# Horse Racing Watch ?



## Piers (Jul 6, 2011)

Can anyone help me identify this watch please ?

It is a stem-wind/pin set pocket watch with a sweep second hand, and an extra button on the side which temporarily pauses the balance wheel/second hand.

It has two chapter rings...the outer one is marked from 25, around to 325, the inner one conventionally for normal time.

The dial is marked EKB Superior Centre Seconds, and the movement is stamped EKB also.

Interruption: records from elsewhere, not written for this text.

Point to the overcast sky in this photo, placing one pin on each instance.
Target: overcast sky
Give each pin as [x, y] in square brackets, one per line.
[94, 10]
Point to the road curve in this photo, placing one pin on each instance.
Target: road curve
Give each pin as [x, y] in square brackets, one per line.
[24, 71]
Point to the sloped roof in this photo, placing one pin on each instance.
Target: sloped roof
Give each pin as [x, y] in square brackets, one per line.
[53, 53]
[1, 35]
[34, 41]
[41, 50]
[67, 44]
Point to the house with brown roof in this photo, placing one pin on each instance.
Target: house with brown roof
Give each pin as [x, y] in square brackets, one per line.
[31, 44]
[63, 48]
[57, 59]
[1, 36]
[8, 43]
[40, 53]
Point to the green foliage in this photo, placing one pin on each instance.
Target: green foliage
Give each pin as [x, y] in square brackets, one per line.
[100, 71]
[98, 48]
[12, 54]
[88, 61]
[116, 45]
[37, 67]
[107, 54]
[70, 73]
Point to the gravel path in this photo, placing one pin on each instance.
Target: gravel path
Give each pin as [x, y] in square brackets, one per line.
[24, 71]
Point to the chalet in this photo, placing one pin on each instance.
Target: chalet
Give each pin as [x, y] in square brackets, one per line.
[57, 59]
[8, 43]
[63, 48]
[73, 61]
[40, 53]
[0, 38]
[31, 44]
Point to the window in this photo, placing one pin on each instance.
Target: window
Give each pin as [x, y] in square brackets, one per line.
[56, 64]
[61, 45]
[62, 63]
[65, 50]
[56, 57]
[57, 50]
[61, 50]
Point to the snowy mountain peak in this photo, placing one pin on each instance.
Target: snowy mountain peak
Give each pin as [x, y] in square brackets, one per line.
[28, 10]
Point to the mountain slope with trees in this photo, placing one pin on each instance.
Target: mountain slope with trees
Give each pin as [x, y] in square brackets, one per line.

The case is a full hunter, quite heavy and looks like it may be gold filled ??.....the inside of the front cover is stamped with three shields....each containing

a) Capital italic letter K,

B) a heart,

and c) a crucifix.

Any ideas anyone?

All help appreciated !!

Regards to all....Piers


----------



## Mutley (Apr 17, 2007)




----------



## Piers (Jul 6, 2011)

How do I get the URL for a pic in My Pictures ?


----------



## harryblakes7 (Oct 1, 2010)

You need to upload them to photobucket or something similar......... have a look at this thread here

http://www.thewatchforum.co.uk/index.php?showtopic=13637


----------



## Roger the Dodger (Oct 5, 2009)

Ok Piers...perhaps this will save you a bit of time trawling through that now very long winded thread. You've aready uploaded your pics into 'My Pictures'. Go to Photobucket (or similar)and register. It's free for the basic package on Photobucket and I've got hundreds of pics on there. Once registered, create an album and click upload. A window will open asking you to select the source, in your case 'My Pictures'. Open the relevant file and the pic will upload. Click save, and hey presto, you're hosted! To post the pic in a thread, hover the cursor over the relevant pic and a drop down box appears. L click the 4th option (the one with IMG at the start)and it will copy. Go back to your thread (its easier to have two tabs open so you can do this quickly, especially if you want to post multiple pics...up to 5 per post) and R click to bring up the paste option. L click to paste. Make sure you return your cursor under what you've written, or the pic may appear in the middle of your text. This may sound complicated, but once you've done it a couple of times, it's easy. Hope this helps. As a postscript, try to keep your pics small...no bigger than 1m pixels if your camera will allow...the forum software will resize them, but there's no point in trying to store 12m pixel shots...you're not going to blow them up to A3 size and they use up unnecessary storage space.


----------



## Piers (Jul 6, 2011)




----------



## Piers (Jul 6, 2011)

Thanks a lot Roger...you're right, a bit daunting at first...but it worked !!!

Many many thanks..!


----------



## Roger the Dodger (Oct 5, 2009)

There you go! Nice pocket watch BTW! Try a post in the UK clock and PW forum. :thumbsup:


----------



## Roger the Dodger (Oct 5, 2009)

Roger the Dodger said:


> There you go! Nice pocket watch BTW! Try a post in the UK clock and PW forum. :thumbsup:


Oh, and :welcome: to :rltb:


----------



## Piers (Jul 6, 2011)

Ta muchly.

Regards etc etc etc...... :sweatdrop:


----------



## Mikrolisk (Jan 23, 2008)

EKB = Ed. Kummer from Bettlach, Switzerland.

Andreas


----------



## Piers (Jul 6, 2011)

Mikrolisk said:


> EKB = Ed. Kummer from Bettlach, Switzerland.
> 
> Andreas


Thanks for that Andreas... I wanted to also know if the watch is actually a racing watch, what the extra numbers mean on the outer chapter ring, and if the case marks/stamps mean anything ?

Piers


----------



## Mikrolisk (Jan 23, 2008)

Well it is a stop watch, and of course you could stop the time for (short) horse races. So why not!

Andreas


----------



## Piers (Jul 6, 2011)

Mikrolisk said:


> Well it is a stop watch, and of course you could stop the time for (short) horse races. So why not!
> 
> Andreas
> 
> ...


----------



## Mikrolisk (Jan 23, 2008)

No, they don't say anything about the case material. But with this "cheap" movement I would not expect a gold case (but would be lucky if I am wrong).

Andreas


----------